We sell  our cattle for a cents per kilo rate. In the past we've received anywhere from 196 cents/kg to 100 cents/kg  for 350 - 450 kg animals.

That's right  $1.96 - $1.00 / kg.  
Compare that with the price you pay in the butcher shop or super market.

On a small holding it's hard not to get to know your stock animals, there will always the noisy one, the sociable one, the boof heads, the shy ones. So when they're loaded onto the back of a truck and trundled down the road there is a twinge of regret about their life and the fact that you have got to know them.
After a few years of this pattern we decided to try a new idea. And so was born the germ of an plan to go smaller. Like strawberries and tomatoes, certain breeds of cattle have been bred bigger over the years because big has always been better. But like the hollow, tasteless giant strawberry and the brilliant red but brick hard and tasteless big tomato, the bigger cattle have a limited appeal on smaller acreage and gourmet palates.

Compare the size - mini and regular
And what about the fact that it's OK to get to know your animals, to appreciate the welcome you receive when you walk into the paddock and to realise that though it takes a moment or 3 they do recognise you,  as the chatterbox starts bellowing and the sociable one ambles forward of the herd for a quick scratch.
Don't forget that above all cattle are ever willing lawnmowers with the added bonus of being enthusiastic fertilizer producers and they beat sitting on the slasher going round the paddock for hours on end.

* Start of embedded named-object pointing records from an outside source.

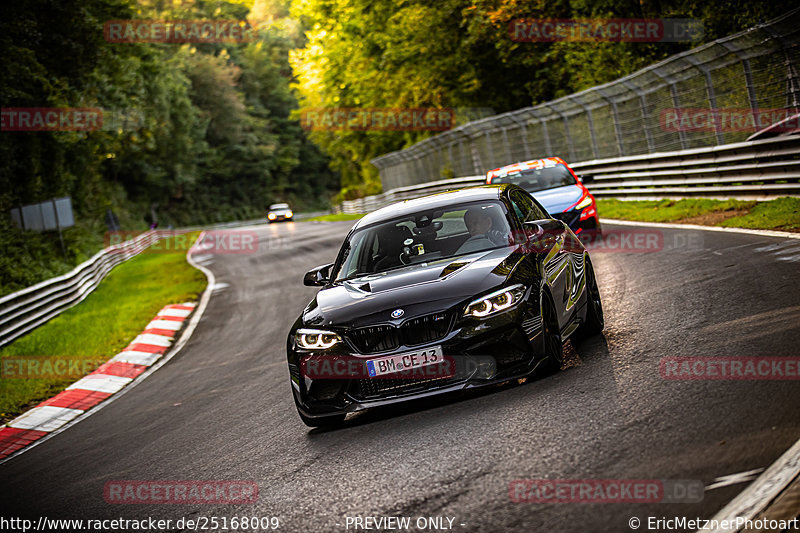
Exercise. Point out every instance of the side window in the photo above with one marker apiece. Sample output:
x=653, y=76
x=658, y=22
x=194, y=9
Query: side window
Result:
x=526, y=207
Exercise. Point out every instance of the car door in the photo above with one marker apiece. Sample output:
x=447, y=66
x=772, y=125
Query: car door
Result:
x=558, y=267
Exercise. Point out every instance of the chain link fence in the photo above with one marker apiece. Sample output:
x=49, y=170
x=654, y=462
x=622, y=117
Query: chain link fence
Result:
x=753, y=71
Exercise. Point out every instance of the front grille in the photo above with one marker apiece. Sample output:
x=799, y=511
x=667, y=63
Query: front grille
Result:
x=375, y=338
x=424, y=329
x=368, y=388
x=420, y=330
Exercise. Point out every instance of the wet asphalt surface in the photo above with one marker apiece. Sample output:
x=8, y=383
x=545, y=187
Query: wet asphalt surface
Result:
x=222, y=408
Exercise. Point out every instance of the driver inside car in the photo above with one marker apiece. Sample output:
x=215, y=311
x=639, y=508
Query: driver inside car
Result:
x=480, y=224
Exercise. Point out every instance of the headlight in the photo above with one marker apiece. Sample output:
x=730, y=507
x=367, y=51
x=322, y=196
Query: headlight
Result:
x=316, y=339
x=496, y=302
x=586, y=202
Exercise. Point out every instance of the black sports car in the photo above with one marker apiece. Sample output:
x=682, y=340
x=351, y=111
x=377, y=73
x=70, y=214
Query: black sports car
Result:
x=442, y=293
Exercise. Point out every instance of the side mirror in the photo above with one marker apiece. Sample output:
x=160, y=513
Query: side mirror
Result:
x=534, y=228
x=318, y=276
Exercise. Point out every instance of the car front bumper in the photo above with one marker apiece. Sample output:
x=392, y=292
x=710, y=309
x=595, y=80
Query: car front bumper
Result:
x=486, y=353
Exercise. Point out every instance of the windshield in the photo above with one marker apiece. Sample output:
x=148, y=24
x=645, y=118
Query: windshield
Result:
x=425, y=236
x=539, y=179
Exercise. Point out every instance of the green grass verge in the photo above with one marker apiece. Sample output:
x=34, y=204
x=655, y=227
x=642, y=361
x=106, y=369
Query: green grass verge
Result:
x=782, y=213
x=104, y=323
x=335, y=218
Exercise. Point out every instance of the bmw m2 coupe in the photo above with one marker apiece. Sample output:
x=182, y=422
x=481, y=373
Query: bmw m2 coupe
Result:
x=443, y=293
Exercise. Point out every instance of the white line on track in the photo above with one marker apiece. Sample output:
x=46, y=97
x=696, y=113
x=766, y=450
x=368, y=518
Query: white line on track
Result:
x=762, y=491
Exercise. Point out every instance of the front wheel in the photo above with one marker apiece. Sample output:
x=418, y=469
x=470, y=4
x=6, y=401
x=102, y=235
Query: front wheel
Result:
x=594, y=322
x=322, y=421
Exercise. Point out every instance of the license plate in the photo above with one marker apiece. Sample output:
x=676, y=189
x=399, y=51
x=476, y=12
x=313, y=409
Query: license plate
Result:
x=405, y=361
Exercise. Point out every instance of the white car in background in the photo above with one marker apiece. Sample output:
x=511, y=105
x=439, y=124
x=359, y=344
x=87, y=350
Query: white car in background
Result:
x=278, y=212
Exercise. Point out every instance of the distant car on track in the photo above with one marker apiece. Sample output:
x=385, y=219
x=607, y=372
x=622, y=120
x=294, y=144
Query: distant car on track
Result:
x=439, y=294
x=278, y=212
x=554, y=184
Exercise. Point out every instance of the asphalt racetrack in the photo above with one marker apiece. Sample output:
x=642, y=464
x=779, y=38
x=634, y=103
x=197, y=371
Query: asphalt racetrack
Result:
x=222, y=408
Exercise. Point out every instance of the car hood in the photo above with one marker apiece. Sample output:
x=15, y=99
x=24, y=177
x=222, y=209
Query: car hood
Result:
x=558, y=199
x=416, y=289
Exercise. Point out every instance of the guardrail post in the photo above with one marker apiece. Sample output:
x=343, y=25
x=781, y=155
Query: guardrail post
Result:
x=524, y=131
x=712, y=96
x=547, y=146
x=615, y=113
x=643, y=104
x=570, y=146
x=675, y=102
x=748, y=74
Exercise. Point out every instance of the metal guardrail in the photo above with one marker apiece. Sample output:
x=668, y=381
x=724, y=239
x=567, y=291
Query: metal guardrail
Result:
x=755, y=170
x=24, y=310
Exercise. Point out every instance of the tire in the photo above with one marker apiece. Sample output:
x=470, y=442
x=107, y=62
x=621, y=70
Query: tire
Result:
x=594, y=322
x=553, y=344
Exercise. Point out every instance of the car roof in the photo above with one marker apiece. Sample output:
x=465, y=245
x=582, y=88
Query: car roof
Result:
x=435, y=201
x=545, y=162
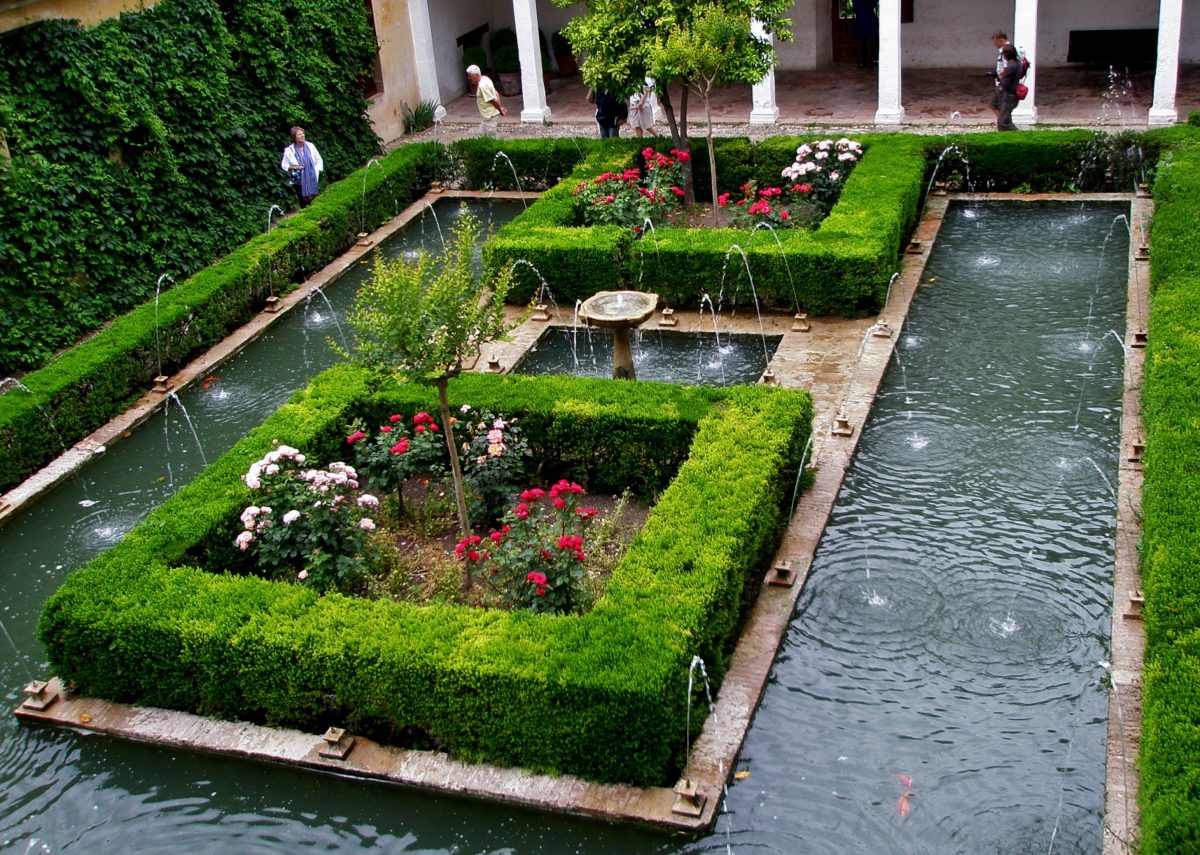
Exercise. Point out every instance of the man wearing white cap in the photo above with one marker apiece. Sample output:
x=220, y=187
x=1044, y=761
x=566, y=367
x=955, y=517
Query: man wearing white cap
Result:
x=487, y=100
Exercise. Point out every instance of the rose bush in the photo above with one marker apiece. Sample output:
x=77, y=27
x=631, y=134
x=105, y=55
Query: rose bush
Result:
x=535, y=560
x=493, y=462
x=823, y=166
x=630, y=197
x=307, y=524
x=395, y=453
x=779, y=207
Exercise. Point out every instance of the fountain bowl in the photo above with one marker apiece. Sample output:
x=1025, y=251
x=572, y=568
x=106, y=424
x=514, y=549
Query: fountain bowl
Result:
x=618, y=309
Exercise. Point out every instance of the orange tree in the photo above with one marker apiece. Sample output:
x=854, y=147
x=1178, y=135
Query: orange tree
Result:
x=627, y=40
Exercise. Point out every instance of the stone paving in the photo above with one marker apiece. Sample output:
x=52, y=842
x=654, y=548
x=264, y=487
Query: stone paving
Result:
x=843, y=97
x=841, y=362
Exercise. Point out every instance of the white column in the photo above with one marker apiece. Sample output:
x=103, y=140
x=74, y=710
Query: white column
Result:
x=533, y=88
x=1025, y=36
x=1167, y=69
x=889, y=111
x=423, y=51
x=762, y=95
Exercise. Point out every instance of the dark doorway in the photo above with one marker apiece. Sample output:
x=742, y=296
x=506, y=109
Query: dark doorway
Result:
x=845, y=46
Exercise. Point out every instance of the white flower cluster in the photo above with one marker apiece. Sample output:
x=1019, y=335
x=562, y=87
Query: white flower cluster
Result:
x=337, y=478
x=256, y=520
x=813, y=159
x=270, y=465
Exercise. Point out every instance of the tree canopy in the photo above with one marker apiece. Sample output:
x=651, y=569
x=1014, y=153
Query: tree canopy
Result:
x=623, y=41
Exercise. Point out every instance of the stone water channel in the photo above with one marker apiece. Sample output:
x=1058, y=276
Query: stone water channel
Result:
x=937, y=689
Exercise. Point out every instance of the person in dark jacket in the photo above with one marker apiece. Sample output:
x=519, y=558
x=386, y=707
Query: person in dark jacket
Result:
x=867, y=31
x=1009, y=76
x=611, y=112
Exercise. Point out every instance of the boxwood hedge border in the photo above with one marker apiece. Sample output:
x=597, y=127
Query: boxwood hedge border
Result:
x=1041, y=160
x=843, y=267
x=600, y=695
x=1169, y=758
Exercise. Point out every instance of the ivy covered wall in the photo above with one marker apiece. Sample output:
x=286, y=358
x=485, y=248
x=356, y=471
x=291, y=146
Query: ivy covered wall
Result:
x=150, y=144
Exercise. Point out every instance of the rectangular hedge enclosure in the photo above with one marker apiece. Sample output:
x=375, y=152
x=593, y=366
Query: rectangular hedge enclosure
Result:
x=843, y=267
x=123, y=626
x=600, y=695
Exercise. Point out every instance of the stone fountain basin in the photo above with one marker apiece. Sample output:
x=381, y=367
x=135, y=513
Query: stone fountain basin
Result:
x=618, y=309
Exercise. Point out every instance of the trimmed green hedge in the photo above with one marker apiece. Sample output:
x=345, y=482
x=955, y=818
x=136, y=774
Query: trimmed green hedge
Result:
x=601, y=695
x=99, y=378
x=843, y=267
x=1169, y=795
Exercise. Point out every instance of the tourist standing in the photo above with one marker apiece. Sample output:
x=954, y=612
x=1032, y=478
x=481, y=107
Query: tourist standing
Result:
x=611, y=112
x=487, y=100
x=867, y=31
x=1006, y=84
x=1000, y=39
x=303, y=163
x=641, y=108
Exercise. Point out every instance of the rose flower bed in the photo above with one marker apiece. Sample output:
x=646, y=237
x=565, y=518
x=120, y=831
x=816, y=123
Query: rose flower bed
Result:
x=178, y=616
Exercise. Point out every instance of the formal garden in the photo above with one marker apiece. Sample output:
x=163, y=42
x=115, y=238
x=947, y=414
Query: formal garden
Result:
x=269, y=589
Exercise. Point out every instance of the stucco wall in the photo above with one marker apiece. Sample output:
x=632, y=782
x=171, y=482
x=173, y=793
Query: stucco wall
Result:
x=809, y=47
x=87, y=12
x=448, y=21
x=400, y=91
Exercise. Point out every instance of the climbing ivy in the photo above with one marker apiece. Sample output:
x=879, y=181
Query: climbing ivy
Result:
x=150, y=144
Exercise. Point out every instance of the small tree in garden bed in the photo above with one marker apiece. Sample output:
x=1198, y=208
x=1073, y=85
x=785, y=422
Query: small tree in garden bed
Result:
x=714, y=47
x=627, y=40
x=628, y=198
x=493, y=458
x=421, y=320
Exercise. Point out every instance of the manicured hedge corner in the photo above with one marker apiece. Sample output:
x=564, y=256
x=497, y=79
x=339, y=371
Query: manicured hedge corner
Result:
x=96, y=380
x=841, y=268
x=601, y=695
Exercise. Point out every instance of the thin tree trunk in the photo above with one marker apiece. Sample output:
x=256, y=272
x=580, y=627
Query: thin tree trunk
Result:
x=460, y=494
x=689, y=192
x=679, y=137
x=712, y=154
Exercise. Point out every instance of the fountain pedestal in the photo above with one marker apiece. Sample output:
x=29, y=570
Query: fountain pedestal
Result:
x=619, y=311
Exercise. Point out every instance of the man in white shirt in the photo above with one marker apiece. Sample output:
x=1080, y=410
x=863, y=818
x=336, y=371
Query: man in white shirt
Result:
x=487, y=100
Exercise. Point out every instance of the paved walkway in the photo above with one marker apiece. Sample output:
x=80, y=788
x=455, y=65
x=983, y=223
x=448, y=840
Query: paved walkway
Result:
x=841, y=362
x=844, y=97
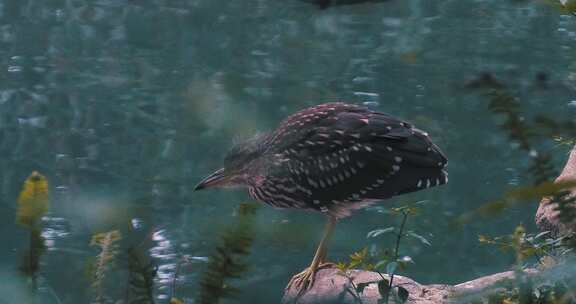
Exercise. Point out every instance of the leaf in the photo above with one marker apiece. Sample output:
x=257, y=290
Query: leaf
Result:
x=359, y=256
x=108, y=249
x=403, y=261
x=391, y=268
x=419, y=237
x=32, y=201
x=402, y=294
x=380, y=264
x=361, y=286
x=384, y=288
x=377, y=232
x=342, y=266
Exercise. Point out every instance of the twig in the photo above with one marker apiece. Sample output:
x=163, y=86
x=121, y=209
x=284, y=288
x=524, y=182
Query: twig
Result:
x=398, y=238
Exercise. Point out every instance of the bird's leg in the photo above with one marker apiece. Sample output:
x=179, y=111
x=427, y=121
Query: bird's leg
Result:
x=305, y=279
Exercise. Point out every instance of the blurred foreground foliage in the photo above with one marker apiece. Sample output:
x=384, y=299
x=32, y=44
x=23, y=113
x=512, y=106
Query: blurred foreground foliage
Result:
x=107, y=242
x=32, y=205
x=555, y=275
x=226, y=262
x=384, y=261
x=33, y=201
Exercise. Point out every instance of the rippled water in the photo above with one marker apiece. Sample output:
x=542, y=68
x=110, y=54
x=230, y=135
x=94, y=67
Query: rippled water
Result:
x=125, y=105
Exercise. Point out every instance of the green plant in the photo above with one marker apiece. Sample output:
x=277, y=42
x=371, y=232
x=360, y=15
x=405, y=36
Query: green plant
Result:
x=107, y=243
x=226, y=262
x=385, y=260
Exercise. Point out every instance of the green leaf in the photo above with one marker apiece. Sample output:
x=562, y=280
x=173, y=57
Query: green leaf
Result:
x=377, y=232
x=384, y=288
x=381, y=264
x=419, y=237
x=391, y=268
x=402, y=294
x=361, y=286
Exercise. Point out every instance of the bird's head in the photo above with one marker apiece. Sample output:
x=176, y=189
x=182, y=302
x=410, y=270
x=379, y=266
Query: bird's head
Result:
x=240, y=166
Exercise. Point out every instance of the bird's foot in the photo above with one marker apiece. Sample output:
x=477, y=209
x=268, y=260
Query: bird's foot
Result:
x=305, y=279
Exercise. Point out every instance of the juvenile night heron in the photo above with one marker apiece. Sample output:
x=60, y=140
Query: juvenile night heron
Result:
x=332, y=158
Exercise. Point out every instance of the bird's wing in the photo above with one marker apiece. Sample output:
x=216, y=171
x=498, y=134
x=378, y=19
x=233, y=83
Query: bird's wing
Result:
x=342, y=153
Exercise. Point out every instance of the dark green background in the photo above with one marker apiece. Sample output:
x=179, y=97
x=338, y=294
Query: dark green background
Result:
x=125, y=105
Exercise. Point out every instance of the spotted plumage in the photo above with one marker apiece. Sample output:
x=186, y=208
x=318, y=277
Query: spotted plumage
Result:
x=336, y=157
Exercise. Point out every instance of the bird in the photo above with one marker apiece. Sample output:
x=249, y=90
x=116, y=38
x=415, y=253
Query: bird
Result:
x=332, y=158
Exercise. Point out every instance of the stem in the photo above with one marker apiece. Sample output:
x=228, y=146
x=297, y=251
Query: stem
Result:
x=398, y=238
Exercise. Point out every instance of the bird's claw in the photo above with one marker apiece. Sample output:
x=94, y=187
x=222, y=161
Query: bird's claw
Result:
x=304, y=280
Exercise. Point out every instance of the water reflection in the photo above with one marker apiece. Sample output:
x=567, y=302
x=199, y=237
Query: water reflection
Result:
x=120, y=99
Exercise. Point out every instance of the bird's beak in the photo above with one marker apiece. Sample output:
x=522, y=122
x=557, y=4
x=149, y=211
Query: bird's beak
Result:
x=215, y=179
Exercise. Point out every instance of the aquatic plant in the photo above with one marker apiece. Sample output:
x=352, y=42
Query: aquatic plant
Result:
x=141, y=274
x=107, y=243
x=32, y=201
x=32, y=205
x=226, y=262
x=388, y=260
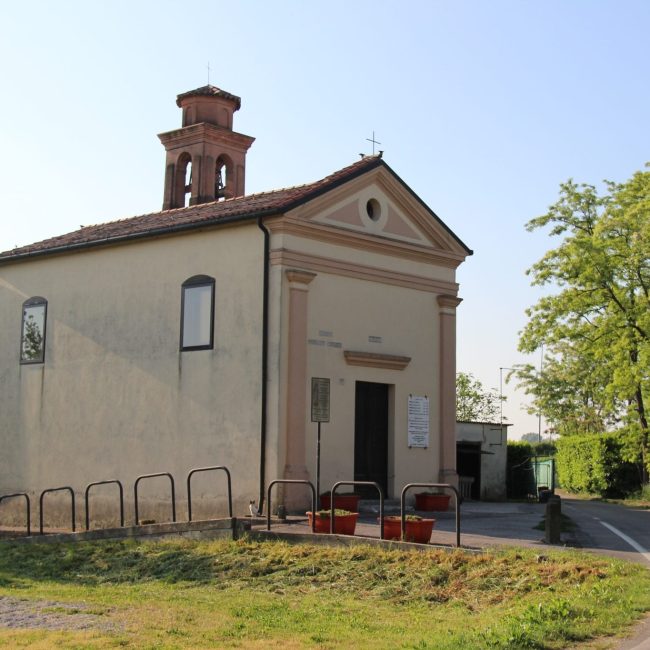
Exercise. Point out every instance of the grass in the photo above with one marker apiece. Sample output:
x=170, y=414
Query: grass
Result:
x=181, y=594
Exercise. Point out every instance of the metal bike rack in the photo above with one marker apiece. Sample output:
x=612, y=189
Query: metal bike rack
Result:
x=189, y=487
x=299, y=481
x=119, y=484
x=40, y=503
x=381, y=503
x=444, y=486
x=28, y=507
x=135, y=493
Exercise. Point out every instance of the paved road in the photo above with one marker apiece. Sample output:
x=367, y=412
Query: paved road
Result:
x=611, y=529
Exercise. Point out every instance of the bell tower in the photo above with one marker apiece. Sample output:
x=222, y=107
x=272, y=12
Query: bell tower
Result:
x=206, y=159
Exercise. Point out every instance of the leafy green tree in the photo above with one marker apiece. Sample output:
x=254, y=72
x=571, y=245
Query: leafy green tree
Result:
x=596, y=327
x=474, y=402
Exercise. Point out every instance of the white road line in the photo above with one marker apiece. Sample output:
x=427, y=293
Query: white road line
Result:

We settled on miniature Herefords, a smaller but rarer version of what we already have because we know they can manage on our native pasture. They aren't too fussy,  they just have to inhale a blade of grass to put on weight.
First came the bull from up north, then the cows from down south, their diminutive size means four of them fitted into a double horse float with room to spare.

Miniature Herefords might seem small by today's standards and they have had their ups and downs - literally. Back in the late 1700's they were large plow pulling oxen from the Welsh border region, later they were bred to be chunky fatty animals providing not just beef, but tallow for the candle trade,  as the electric light took off so did a taller, leaner sized Hereford, no one needed or wanted fat any more. The popularity of smaller cuts of meat and small acre farms has helped reshape the Hereford yet again.

Horns - now you see em
Because they are quite rare we are planning to breed up our numbers and so avoid the truck to market option.  A smaller area can carry many more minis, an important factor when it comes to calculating your rural rates bill.  They are also excellent limited edition compact lawnmowers and out door companions to people like us on small farms.

Now you don't
So far there has only been a slight hiccup, miniature Herefords come horned, not polled which means to be born hornless. Because they will sometimes run with horses it was decided that the horns  would have to be shortened. Such indignity-- but they are forgiving creatures and forgetful too.
Horns -- what horns I don't remember them.